1年後くらいに出入り禁止は解除された。念のために言っておくが、あとにもさきにも出入り禁止はこの1回のみである。私たち調査員にとって、医師とトラブルを起こすことがどれほどのことなのかわかっていただけただろうか。死活問題にもなりかねないのである。

医師がまったく優位な立場にあることが分かっていただけたかと思う。医師にとって調査員は「へ」みたいな存在である。だから、引用した記載はありえないくらいのことなのである。ウソだとは言わない。調査機関もたくさんあるから、中にはそういうのもあるだろう。しかし、あくまで例外だ。例外中のさらに例外だろう。引用文にも「少なくなって」と書いているのだから、そういうめったにない例を持ち出して一般化をするのはどうかと思う。

針小棒大

私は多くの医師と面談してきた。中にはひどい例もある。ある公立病院の医師。面談を始めたとき、いきなりこう言った。

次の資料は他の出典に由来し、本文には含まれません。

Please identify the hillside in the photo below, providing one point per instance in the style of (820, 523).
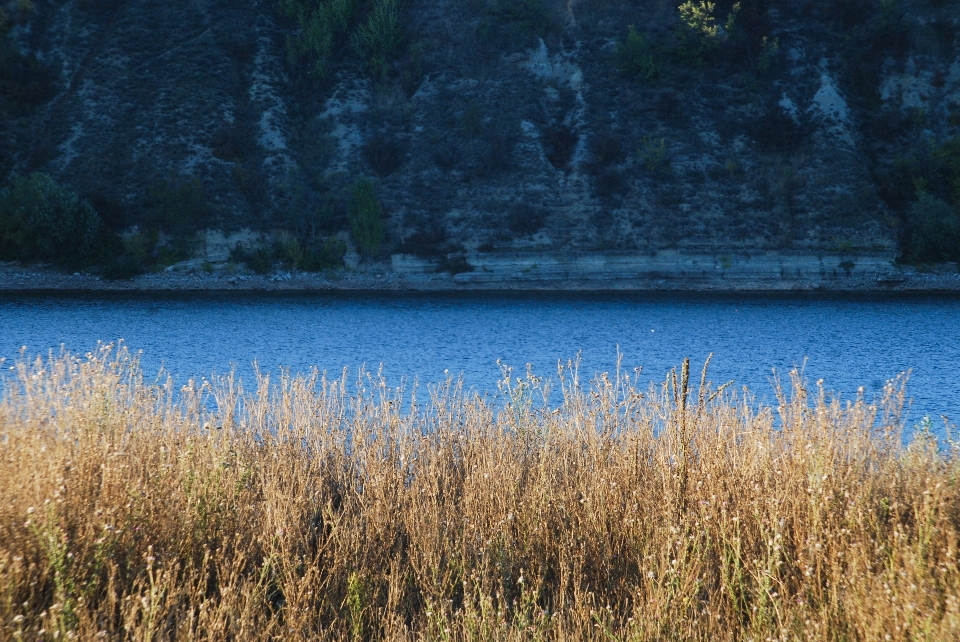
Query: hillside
(445, 129)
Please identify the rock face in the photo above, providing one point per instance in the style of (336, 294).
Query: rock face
(497, 136)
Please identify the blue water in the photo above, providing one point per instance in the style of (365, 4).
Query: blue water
(848, 342)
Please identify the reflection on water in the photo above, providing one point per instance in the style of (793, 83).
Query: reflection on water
(848, 343)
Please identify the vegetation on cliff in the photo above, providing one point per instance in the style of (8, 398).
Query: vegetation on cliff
(311, 507)
(546, 125)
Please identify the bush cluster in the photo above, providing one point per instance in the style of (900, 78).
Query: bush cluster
(42, 221)
(327, 28)
(366, 218)
(931, 176)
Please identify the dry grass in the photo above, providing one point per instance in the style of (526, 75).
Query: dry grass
(314, 509)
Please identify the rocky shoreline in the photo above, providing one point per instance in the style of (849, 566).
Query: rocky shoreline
(668, 272)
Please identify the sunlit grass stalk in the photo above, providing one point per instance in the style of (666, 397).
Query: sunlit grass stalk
(318, 508)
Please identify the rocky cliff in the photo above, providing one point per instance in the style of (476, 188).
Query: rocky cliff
(491, 127)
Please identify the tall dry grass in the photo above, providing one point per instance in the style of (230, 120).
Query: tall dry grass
(313, 508)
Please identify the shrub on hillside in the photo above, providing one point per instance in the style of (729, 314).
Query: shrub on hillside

面談料って、私にもらえないのだろうか。はっきり言って、こういうのは私の本来の業務じゃないし、本来ならやりたくない。それをあえてやっているわけだから、面談料は私がいただいたっていいんじゃないか。

私は病院とその医師に二重に面談料をお支払いした。断ってヘソでも曲げられたら、仕事にならないからである。

医師の事情についてはよくは知らない。面談に応じた医師が直接面談料をいただきたいというのも心情として理解できなくもない。しかし、これはいけないことだろう。そして、こういうことがあったからといって、医者というのはお金を要求するものだと、例外を一般化したらどうだろうか。針小棒大。それはやはりやってはいけないことだろう。

改訂版なのだから、そこくらいは改定してくださいな。リサーチの名誉のためにも。私の側も損保側にいたことによる偏見があるだろうから、強く言えるかどうかわからないが。